The announcement of the UK’s Round Three offshore windfarm programme flags the single largest energy endeavour for Britain since the dawn of North Sea oil.
However, while the massive construction programme is predicted to create some 57,000 jobs – most of them temporary, in Energy’s view – it is unlikely to lead to the creation of a world-class supply chain – unlike the oil&gas industry, which ranks among the world’s best.
The British Wind Energy Association (BWEA) recognises the lack of a credible supply chain as both a major impediment to progress and an opportunity to, in fact, create one. According to BWEA, the wind industry is experiencing a “cost hump”, with costs roughly doubling from £1.5million per megawatt installed for early Round One projects to £3.1million for Round Three.
“This has been driven by the falling exchange rate, historically high commodity prices and a lack of competition among manufacturers,” says the association in a report on the implications of Round Three. However, falling material costs; a UK-based supply chain, avoiding import costs, and increased competition is expected to significantly reduce costs as the industry expands. New technology and learning-by-doing will bring down costs as well.”
Offshore wind accounts for just 1% of the global wind market and, predictably therefore, has a small supply chain.
There are currently 150,00MW of windfarms operational worldwide, but only 1,500MW of this (1%) is offshore – mostly in the North Sea. Round Three alone will represent an increase in global installed offshore capacity of at least 16 times.
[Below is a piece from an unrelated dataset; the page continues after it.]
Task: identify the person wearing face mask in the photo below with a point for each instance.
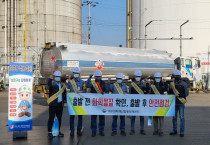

According to the BWEA, the offshore market is ruled by just two turbine manufacturers. However, it expects that the dramatic increase in market size represented by Round Three is expected to attract several new players to the market, helping to increase supply.
Energy knows of at least six brands keen to gain a toehold in the UK, for obvious reasons.
“We expect six manufacturer companies to be in the market by 2015,” says BWEA.
“The Renewables Obligation attracts investment to the UK and is part of the driver that could create a UK offshore wind industry.”
The association says that the scale of Round Three will require a dramatic increase in manufacturing capacity for offshore wind, such as turbines, foundations, offshore electrics and installation vessels.
It rightly recognises that building confidence is key to persuading companies to invest in increased supply-chain capacity.
It says, too, that the Government’s role is central in providing a stable policy framework against which investment decisions can be made. But the compulsion element that characterised early North Sea oil, where domestic content was mandated, is totally missing.
“The UK is already beginning to see examples of new factories being built, such as JDR Cable’s new interarray cable facility at Hartlepool and Skykon’s investment in new capacity at its Welcon Towers subsidiary at Macrihanish.”
However, BWEA does not mention that Skykon was lured to Macrihanish by Scottish agencies Highlands and Islands Enterprise and Scottish Development International. This followed the decision by previous tenant Vestas to pull out.
Of course, the difference between Round Three and the prior two offshore wind rounds is that it has scale – several thousand turbines equivalent.
“Industry will need to dramatically increase capacity in the key supply-chain constraint areas, including offshore-specific wind turbines and installation vessels, and in manufacturing capacity for cables to link the windfarm to shore,” says the BWEA.
“A major concern is whether new manufacturing facilities will actually be built in the UK close to the new market or whether they will be based on the Continent, where there are already established onshore wind-turbine manufacturing facilities.
“While onshore wind manufacturing is dominated by Denmark, Germany and Spain, as a new area of business, offshore wind offers opportunities to new entrants from both overseas and the UK to emerge as market leaders in innovation and the supply of technology to create a British-based supply chain.
“Key to attracting this new investment is the creation of coastal manufacturing hubs, much like Aberdeen is a centre for the North Sea oil industry.”
It does not mention that Aberdeen, propelled by Aberdeen Renewable Energy Group, wants to achieve a similar status with offshore renewables.
BWEA: “If offshore wind-turbine manufacturers decide to locate new factories in the UK, then new opportunities will also arise for existing manufacturing companies in other sectors like automotive and aerospace to enter the market for component supply such as gearboxes, bearings, castings and other internal components. A solid skills base will be required to build industry.
“The emerging offshore wind industry can draw on the engineering excellence and maritime history of the UK. However, industry will need to be mindful of potential shortages in the number of suitably qualified and experienced new candidates.
“Support for the wind industry’s efforts in developing a UK-wide training scheme for apprentices is central to ensuring that there is a big enough pool of skilled workers in the UK to meet demand.”